Matt Chandler said, “All work is sacred, from the janitor to the CEO.”
Chandler, lead pastor of The Village Church in Dallas, said having faith at work can help employees be more dedicated and bring order to chaos. He said everyone wants to be happy, but joy is more long-lasting.
“Happiness is fleeting. Joy is solid ground. Abiding is the key in life,” he said.
Chandler said blue-collar workers probably have the best jobs because they don’t have to take work home with them. He had some advice for white-collar workers like himself. “See people not tasks,” he said.
Chandler said he never schedules cascading meetings. He always allows 10 minutes in-between. That gives him time to breathe, reflect and even pray to help solve problems.
That also helps him at home. After work he orients his heart by saying a prayer in the driveway. “I don’t know what I’m walking into,” he said. He gave another tip all parents should appreciate – called the high-low game. Every person at the dinner table tells their high point and low point of the day. That helps the dinner conversation at so many levels.
“God helps lessen the stress,” he said.
Chandler said in a room he can tell which employees had attention from their folks and who didn’t because their parents had deadlines, an overbearing boss and/or a psychotic client. He said businessmen need to put family first. “That can be tough in the alpha atmosphere of business,” he said.
But if you don’t it can rob your family of togetherness. You will try to make up for it with toys, technology and travel. And “imaginary hugs,” he said.

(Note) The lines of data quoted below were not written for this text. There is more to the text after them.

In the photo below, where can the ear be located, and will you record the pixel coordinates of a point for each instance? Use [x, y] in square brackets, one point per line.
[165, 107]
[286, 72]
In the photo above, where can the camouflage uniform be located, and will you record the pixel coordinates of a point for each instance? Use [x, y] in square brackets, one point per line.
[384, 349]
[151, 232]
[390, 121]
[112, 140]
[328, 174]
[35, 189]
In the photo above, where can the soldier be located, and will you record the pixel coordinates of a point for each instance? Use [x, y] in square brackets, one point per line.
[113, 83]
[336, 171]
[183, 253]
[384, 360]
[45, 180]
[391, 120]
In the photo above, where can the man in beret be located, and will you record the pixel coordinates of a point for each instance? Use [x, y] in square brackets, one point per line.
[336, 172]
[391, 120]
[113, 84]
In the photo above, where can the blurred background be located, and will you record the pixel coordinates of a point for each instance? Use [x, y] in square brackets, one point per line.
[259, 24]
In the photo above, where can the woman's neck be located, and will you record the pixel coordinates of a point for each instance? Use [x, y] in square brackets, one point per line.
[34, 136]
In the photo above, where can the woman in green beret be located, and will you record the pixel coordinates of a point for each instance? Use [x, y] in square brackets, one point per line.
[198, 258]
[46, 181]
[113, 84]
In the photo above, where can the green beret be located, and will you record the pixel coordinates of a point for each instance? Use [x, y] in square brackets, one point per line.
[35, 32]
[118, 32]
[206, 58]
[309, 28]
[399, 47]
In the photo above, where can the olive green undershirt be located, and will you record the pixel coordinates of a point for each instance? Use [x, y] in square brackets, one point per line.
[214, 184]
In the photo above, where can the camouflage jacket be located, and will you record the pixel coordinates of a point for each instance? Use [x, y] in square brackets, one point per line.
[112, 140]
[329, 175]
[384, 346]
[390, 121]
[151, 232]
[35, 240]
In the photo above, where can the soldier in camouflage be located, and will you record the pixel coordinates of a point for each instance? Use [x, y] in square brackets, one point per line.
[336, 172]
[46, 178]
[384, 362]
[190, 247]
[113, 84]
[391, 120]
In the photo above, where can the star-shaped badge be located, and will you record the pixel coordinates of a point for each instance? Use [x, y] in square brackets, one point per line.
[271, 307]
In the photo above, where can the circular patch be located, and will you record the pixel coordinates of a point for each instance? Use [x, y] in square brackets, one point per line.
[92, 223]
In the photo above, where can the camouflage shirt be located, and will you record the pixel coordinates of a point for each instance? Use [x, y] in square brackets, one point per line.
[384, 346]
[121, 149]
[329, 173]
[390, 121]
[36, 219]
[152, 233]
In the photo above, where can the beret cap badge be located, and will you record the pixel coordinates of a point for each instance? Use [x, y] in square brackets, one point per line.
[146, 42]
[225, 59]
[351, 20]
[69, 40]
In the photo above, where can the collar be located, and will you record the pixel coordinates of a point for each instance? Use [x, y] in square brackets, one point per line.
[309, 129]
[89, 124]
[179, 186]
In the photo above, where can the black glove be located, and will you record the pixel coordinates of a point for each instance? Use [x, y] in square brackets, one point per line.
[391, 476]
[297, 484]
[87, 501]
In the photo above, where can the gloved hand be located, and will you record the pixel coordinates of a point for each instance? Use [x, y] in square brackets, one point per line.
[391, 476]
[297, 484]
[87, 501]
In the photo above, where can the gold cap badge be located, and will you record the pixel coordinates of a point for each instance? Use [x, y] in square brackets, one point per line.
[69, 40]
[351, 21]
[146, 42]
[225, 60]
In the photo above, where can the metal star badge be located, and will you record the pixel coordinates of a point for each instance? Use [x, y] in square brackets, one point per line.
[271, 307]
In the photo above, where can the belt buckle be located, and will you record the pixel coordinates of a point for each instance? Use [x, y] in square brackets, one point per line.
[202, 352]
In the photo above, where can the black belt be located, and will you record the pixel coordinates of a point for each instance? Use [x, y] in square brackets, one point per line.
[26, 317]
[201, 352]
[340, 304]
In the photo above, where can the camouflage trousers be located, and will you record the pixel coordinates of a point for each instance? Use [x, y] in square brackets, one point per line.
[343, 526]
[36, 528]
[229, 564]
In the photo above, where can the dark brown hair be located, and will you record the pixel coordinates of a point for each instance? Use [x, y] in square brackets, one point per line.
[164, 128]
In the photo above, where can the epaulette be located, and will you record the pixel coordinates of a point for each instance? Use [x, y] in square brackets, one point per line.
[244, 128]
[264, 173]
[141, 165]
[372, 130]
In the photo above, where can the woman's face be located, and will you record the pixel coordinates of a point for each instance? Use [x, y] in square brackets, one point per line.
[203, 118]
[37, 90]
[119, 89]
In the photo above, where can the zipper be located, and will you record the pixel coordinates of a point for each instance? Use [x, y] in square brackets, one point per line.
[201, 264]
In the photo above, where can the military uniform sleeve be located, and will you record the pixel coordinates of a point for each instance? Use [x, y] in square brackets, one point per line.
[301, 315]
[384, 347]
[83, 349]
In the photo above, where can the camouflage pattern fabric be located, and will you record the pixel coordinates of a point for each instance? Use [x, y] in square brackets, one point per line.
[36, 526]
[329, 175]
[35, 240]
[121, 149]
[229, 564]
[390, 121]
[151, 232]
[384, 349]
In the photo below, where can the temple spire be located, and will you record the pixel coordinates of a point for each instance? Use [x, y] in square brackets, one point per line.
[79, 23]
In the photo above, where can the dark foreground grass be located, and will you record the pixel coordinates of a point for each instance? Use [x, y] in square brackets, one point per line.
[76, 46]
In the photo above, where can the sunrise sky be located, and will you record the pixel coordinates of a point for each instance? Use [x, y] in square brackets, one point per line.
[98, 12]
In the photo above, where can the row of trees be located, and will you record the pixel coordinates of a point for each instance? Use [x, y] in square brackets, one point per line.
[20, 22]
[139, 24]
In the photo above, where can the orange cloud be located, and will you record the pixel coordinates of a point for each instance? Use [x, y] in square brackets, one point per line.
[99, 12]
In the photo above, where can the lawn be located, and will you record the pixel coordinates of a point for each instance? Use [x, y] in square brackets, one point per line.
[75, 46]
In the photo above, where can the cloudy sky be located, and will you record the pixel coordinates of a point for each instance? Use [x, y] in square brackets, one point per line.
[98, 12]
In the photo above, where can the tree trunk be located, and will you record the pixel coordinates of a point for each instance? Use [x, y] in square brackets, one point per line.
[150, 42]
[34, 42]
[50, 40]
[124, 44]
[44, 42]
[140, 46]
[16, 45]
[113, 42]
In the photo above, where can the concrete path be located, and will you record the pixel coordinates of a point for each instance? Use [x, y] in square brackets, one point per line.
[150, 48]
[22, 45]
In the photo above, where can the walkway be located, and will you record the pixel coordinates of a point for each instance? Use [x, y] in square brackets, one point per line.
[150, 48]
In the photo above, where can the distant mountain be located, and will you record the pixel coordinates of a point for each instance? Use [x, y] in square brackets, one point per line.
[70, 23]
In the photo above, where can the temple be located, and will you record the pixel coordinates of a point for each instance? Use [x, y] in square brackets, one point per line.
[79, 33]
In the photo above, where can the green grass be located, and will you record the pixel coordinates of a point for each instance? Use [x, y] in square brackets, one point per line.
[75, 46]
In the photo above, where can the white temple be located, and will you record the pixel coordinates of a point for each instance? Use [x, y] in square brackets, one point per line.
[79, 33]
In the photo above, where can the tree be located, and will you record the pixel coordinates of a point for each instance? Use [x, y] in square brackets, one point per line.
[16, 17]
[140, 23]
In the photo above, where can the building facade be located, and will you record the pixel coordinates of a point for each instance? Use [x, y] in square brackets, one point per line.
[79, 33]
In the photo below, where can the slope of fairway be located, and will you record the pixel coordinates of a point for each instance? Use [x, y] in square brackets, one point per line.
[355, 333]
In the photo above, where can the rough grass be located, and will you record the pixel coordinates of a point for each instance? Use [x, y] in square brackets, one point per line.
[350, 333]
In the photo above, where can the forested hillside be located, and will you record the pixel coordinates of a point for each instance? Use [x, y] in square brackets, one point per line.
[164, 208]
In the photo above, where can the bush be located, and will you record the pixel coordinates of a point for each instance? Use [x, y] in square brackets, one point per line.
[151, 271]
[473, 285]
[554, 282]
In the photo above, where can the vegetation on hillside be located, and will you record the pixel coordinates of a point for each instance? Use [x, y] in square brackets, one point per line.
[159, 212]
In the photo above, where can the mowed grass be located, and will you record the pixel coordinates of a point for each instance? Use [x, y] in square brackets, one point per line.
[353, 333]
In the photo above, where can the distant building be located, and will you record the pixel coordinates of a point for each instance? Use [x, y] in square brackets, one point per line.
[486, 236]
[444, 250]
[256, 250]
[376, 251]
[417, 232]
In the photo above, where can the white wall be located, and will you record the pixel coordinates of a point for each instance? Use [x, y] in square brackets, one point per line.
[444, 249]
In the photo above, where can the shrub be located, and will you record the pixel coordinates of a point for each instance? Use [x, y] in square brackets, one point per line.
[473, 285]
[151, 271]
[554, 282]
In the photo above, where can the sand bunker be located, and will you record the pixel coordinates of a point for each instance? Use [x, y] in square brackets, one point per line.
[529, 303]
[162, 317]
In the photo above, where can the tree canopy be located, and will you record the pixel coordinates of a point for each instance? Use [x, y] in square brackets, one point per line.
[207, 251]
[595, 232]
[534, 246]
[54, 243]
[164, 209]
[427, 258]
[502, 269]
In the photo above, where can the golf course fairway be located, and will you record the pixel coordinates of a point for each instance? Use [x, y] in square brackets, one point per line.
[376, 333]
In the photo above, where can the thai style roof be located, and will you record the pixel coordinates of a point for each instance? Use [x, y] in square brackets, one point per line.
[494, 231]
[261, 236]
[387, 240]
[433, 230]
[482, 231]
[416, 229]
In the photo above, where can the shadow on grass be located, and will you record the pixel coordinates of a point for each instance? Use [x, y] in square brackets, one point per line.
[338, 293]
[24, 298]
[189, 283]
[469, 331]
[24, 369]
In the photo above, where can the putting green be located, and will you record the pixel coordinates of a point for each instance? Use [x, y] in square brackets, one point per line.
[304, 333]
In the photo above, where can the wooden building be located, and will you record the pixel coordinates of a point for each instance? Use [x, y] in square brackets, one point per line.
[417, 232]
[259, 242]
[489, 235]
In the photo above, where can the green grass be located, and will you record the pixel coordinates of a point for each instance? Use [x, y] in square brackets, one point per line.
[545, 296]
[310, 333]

Bill Hybels, senior pastor of the Willow Creek Church in Illinois, said because the media is anti-church most don’t realize the good things that happen every day through him. He said, “Caring is the soul of a business. Little personal touches of love drive performance.”
Hybels said God has entrusted managers with treating people with respect, not leading through fear.
“The love of money is the root of all evil,” he said, correcting an often-misused saying. “It’s harder to compete today without God.”